Parmi ces signataires, l'ancien directeur général de l'Agence française de développement Jean-Michel Severino.

Plusieurs anciens haut-dirigeants de l’institution ont également apporté leur soutien à cette candidature, parmi eux le Français François Bourguignon ex-économiste en chef, ou le gouverneur de la Banque centrale de Tunisie, Mustapha Nabli, ex- président pour le Moyen-Orient et l'Afrique du Nord.
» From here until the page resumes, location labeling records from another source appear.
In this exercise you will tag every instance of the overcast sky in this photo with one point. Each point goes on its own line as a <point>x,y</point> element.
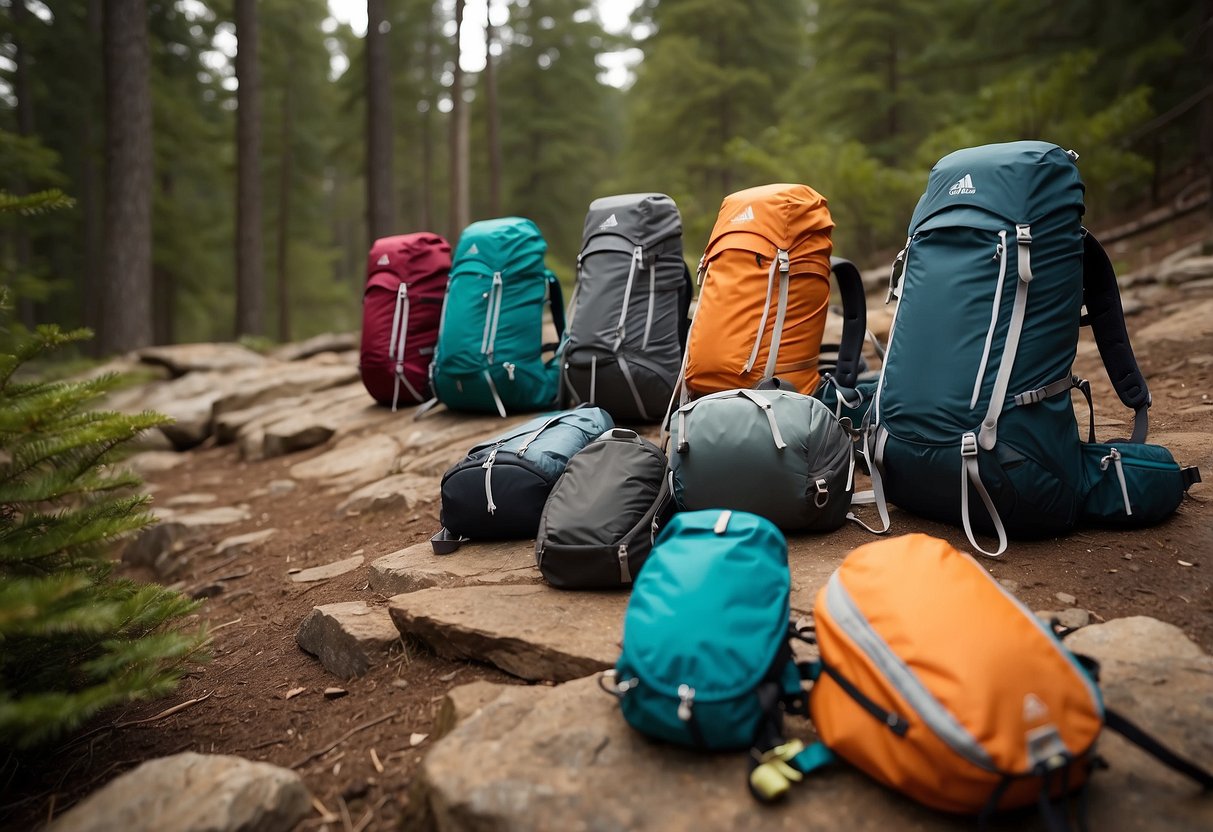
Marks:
<point>614,15</point>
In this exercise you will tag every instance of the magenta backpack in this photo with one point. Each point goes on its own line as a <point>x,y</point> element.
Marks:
<point>402,306</point>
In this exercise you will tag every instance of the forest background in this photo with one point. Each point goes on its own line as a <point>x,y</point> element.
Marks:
<point>231,160</point>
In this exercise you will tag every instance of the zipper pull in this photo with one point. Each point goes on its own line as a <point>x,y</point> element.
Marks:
<point>685,701</point>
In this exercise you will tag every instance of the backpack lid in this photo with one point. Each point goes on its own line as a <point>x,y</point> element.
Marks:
<point>1018,182</point>
<point>641,218</point>
<point>781,215</point>
<point>409,256</point>
<point>506,244</point>
<point>710,607</point>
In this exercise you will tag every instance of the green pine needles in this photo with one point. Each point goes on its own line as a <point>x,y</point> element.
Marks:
<point>73,638</point>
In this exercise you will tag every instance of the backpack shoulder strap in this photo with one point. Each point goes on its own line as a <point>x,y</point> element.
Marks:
<point>1105,314</point>
<point>854,324</point>
<point>556,295</point>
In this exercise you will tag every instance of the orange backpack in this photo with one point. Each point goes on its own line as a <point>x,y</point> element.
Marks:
<point>939,683</point>
<point>766,289</point>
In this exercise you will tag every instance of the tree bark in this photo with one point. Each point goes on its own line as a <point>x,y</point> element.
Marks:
<point>459,212</point>
<point>490,85</point>
<point>284,205</point>
<point>249,266</point>
<point>380,215</point>
<point>126,289</point>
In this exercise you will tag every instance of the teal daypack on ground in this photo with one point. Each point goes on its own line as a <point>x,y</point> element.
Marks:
<point>706,660</point>
<point>490,343</point>
<point>974,395</point>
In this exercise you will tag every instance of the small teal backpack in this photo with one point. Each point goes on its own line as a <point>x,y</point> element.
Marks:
<point>490,342</point>
<point>707,660</point>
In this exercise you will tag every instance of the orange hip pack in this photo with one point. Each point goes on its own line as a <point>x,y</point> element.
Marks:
<point>937,682</point>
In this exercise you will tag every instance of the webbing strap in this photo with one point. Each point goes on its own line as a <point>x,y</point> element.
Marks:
<point>972,474</point>
<point>1102,297</point>
<point>989,433</point>
<point>1160,752</point>
<point>877,493</point>
<point>780,313</point>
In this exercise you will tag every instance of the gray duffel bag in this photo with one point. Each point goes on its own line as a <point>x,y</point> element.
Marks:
<point>774,452</point>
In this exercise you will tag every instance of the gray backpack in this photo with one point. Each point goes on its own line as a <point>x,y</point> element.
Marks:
<point>603,514</point>
<point>773,452</point>
<point>627,317</point>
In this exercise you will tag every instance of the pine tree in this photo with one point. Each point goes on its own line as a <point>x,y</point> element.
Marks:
<point>73,639</point>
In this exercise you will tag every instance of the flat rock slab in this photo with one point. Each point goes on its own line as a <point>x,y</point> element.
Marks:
<point>534,632</point>
<point>328,570</point>
<point>238,543</point>
<point>184,358</point>
<point>347,638</point>
<point>473,564</point>
<point>397,493</point>
<point>193,792</point>
<point>563,758</point>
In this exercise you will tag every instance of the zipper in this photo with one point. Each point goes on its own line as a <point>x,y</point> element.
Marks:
<point>488,479</point>
<point>637,261</point>
<point>1001,256</point>
<point>653,291</point>
<point>1114,456</point>
<point>625,574</point>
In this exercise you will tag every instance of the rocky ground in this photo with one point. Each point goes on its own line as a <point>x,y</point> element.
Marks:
<point>392,688</point>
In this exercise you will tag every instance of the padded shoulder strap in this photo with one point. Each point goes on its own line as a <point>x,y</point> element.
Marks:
<point>1106,318</point>
<point>556,295</point>
<point>854,322</point>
D’autres Français ont signé cette lettre : Uri Dadush, Olivier Lafourcade, Philippe Liétard, Serge Michailof, Maryvonne Plessis-Fraissard, Jean-Louis Sarbib ou encore Karl Voltaire.

Du côté africain, on remarquera naturellement, parmi les soutiens de Ngozi Okonjo Iweala, le très respecté Sanusi Lamido, gouverneur de la banque centrale nigériane.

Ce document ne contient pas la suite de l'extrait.